A couple of days later, right after calling the first a**hole (I had
his number on speed dial), I thought that I'd better call the BMW
asshole, too. I said, 'Is this the man with the b lack BMW for sale?'

'Yes, it is', he said.

'Can you tell me where I can see it?' I asked.

'Yes, I live at 34 Mowbray Blvd, in Vaucluse. It's a yellow house,
and the car's parked right out in front.'

'What's your name?' I asked.

'My name is Don Hansen,' he said.

'When's a good time to catch you, Don?'

'I'm home every evening after five.'

'Listen, Don, can I tell you something?' 'Yes?'

'Don, you're an a**hole!' Then I hung up, and added his number to my speed dial, too.

Now, when I had a problem, I had two a**holes to call. Then I came
up with an idea.
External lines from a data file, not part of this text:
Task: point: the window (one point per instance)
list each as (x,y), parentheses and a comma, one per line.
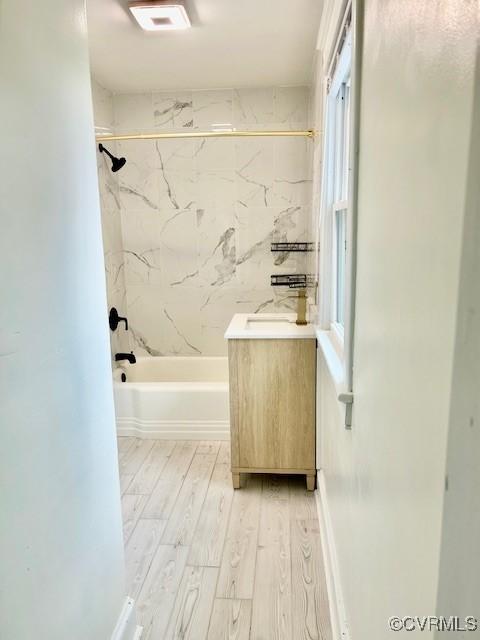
(335,197)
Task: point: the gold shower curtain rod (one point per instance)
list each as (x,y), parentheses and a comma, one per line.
(309,133)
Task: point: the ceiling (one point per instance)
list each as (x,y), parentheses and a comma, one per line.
(232,43)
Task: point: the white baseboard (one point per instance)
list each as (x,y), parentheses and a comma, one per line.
(126,627)
(335,595)
(174,429)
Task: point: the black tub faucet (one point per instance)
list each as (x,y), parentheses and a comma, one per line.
(125,356)
(114,319)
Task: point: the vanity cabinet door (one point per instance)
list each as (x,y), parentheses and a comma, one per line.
(272,398)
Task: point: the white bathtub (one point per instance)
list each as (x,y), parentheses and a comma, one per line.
(173,398)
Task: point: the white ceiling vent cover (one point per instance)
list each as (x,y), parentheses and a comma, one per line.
(160,15)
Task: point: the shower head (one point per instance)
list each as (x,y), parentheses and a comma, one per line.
(117,163)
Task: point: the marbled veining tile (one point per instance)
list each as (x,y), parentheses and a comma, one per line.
(254,172)
(253,106)
(216,247)
(173,110)
(216,189)
(133,112)
(141,246)
(213,107)
(292,183)
(198,216)
(178,245)
(103,107)
(138,179)
(164,320)
(291,106)
(176,189)
(175,155)
(214,154)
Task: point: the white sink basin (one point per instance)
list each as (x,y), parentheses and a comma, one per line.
(267,326)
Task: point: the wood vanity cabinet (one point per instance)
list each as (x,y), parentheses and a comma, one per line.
(272,407)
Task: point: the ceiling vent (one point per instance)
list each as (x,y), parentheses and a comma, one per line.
(160,15)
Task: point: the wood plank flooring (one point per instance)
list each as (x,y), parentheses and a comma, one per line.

I called a**hole #1.

'Hello.'

'You're an a**hole!' I said, but I didn't hang up.

'Are you still there?' he asked.

'Yeah,' I said.

'Stop calling me,' he screamed.

'Make me,' I said.

'Who are you?' he asked.

'My name is Don Hansen.'

'Yeah? Where do you live?'

'A**hole, I live at 34 Mowbray Blvd, Vaucluse, a yellow house, with
my black Beamer parked in front.'

He said, 'I'm coming over right now, Don, and you'd better start
saying your prayers.'

I said, 'Yeah, like I'm really scared, a**hole,' and hung up.

Then I called a**hole #2.

'Hello?' he said.

'Hello, a**hole,' I said.

He yelled, 'If I ever find out who you are...'

'You'll what?' I said.

'I'll kick you're ass,' he exclaimed.

I answered, 'Well, a**hole, here's your chance. I'm coming over
right now.'

Then I hung up and immediately called the police, saying that I
lived at 34 Mowbray Blvd, Vaucluse, and that I was on my way over
there to kill my gay lover. Then I called Channel 9 News about the
gang war going down in Mowbray Blvd, Vaucluse.

I quickly got into my car and headed over to Mowbray. I got there
just in time to watch two a**holes beating the crap out of each
other in front of six cop cars, an overhead police helicopter and a
news crew.

NOW I feel much better. Anger management really works.